- Created by: Bill Dance
- Theme music composer: David Muir
- Opening theme: "Gone Fishin' with Bill Dance Today"
- Country of origin: United States
- No. of episodes: 900

Production
- Running time: 30 minutes

Original release
- Network: WHBQ-TV
- Release: January 5, 1968 – 1981
- Network: ESPN
- Release: 1981 – 1989
- Network: TNN
- Release: 1989 – 2002
- Network: Outdoor Life Network
- Release: 2003 – 2012
- Network: NBCSN
- Release: 2012 – 2021
- Network: Outdoor Channel
- Release: present

= Bill Dance Outdoors =

Bill Dance Outdoors is a half-hour fishing television series hosted by former professional tournament angler Bill Dance.
Each episode focuses on various aspects of recreational fishing techniques, usually targeting black bass species, such as Largemouth and Smallmouth bass, though does occasionally focus on other species such as Channel catfish and Bluegill. Each episode is about half-hour long, and will occasionally include viewer mail, product advertisement, and tips & tricks segments along with the primary topic of the particular episode. The show has featured guest appearances by celebrities such as Terry Bradshaw, Hank Williams, Jr., Mel Tillis, Jerry Reed, and many others. The theme music used for his show is "Gone Fishin' with Bill Dance Today" by David Muir. The show was produced by Strike King Productions from 1988 to 1997. Since 1998, the show was produced by DM Outdoor Teleproductions (DMOT, Inc.).

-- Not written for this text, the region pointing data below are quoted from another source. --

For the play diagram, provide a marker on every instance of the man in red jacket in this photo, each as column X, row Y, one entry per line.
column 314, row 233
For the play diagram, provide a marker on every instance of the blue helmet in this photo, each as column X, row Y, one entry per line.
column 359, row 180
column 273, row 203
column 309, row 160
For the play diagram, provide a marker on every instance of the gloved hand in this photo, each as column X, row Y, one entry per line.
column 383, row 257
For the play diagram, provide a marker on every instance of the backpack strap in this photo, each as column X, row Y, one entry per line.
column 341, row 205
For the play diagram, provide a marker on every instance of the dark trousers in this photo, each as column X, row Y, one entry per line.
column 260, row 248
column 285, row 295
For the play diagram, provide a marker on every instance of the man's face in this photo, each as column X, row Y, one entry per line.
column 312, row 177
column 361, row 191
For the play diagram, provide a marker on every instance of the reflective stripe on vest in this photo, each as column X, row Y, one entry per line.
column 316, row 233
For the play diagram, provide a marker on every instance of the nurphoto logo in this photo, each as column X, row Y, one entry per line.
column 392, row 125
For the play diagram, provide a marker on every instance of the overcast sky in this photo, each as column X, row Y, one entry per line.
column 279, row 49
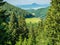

The show began as a local program on a Memphis, Tennessee ABC affiliate WHBQ-TV on January 5, 1968. In 1981, the show was picked up by ESPN, which stayed until 1988. In 1989, the show was picked up by TNN, which stayed until 2002. In 2003, the show was picked up by Outdoor Life Network (now known as NBCSN in the United States). Tony McClure is the executive producer.

==Theme song==
- For the first 22 seasons (1968–90), the show's original theme song was "Today is Mine" by Jerry Reed.
- Beginning in Season 23 (1990–91), the show's current theme song is "Gone Fishin' with Bill Dance Today" by David Muir.